Lei é positiva, mas implementação é falha, dizem advogados. Advogados dizem que as empresas têm considerado a lei de igualdade salarial positiva, mas que a implementação é falha. "É possível ter um relatório que seja fidedigno e respeite a proteção de dados e aspectos concorrenciais. A lei é uma ferramenta moderna, mas o ministério está pecando na execução", diz Rodrigo Takano, chefe da área trabalhista do Machado Meyer Advogados.

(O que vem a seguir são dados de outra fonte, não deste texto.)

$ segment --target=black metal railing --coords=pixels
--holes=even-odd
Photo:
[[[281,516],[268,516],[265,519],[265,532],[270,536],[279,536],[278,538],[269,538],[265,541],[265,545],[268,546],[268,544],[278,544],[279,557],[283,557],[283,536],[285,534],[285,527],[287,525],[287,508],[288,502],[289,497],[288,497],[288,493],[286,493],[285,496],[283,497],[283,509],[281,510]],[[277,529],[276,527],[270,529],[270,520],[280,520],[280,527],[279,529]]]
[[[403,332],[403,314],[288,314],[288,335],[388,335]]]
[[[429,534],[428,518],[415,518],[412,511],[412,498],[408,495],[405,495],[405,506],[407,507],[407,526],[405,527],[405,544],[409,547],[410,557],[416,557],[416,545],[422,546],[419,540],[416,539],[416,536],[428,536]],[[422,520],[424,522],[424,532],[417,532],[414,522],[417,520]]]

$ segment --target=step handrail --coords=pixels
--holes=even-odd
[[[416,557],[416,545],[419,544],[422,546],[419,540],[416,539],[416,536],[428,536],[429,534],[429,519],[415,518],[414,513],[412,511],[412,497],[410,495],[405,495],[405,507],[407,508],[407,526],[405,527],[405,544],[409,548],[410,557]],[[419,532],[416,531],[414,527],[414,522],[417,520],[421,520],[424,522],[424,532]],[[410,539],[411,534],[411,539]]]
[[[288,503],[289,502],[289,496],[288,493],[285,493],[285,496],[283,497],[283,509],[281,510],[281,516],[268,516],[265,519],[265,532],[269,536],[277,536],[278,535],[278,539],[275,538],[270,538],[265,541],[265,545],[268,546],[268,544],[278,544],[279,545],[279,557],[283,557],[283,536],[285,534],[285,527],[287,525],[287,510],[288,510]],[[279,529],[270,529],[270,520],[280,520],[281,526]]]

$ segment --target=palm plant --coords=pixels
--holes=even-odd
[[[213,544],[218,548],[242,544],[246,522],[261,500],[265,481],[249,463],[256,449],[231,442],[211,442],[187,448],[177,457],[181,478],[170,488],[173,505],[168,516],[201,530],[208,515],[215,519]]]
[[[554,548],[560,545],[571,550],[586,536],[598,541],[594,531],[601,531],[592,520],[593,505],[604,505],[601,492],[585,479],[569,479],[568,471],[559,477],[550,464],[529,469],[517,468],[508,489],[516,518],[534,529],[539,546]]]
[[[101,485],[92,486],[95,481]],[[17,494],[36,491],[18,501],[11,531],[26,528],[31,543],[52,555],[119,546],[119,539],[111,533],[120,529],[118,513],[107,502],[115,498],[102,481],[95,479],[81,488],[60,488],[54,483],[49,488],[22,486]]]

Mulheres ganham 19,4% menos
Levantamento feito com base nos dados salariais enviados pelas empresas indica que as mulheres ganham 19,4% menos que os homens no Brasil. Foram analisadas informações de 49.587 empresas com cem ou mais funcionários, que somam quase 17,7 milhões de empregados.
As mulheres negras são as que mais sofrem com a renda desigual. A remuneração média da mulher negra é de R$ 3.040,89, o que corresponde a 68% da média, enquanto a dos homens brancos é de R$ 5.718,40 — 27,9% superior à média. Nos cargos de dirigentes e gerentes, a diferença de remuneração chega a 25,2%.
Cuidado com os filhos favorece homens. O levantamento indica que os homens têm mais disponibilidade para o trabalho, horas extras e conseguem atingir as metas de produção com mais facilidade. As mulheres, por outro lado, precisam interromper essa jornada devido à licença-maternidade e à dedicação aos filhos e a pessoas dependentes.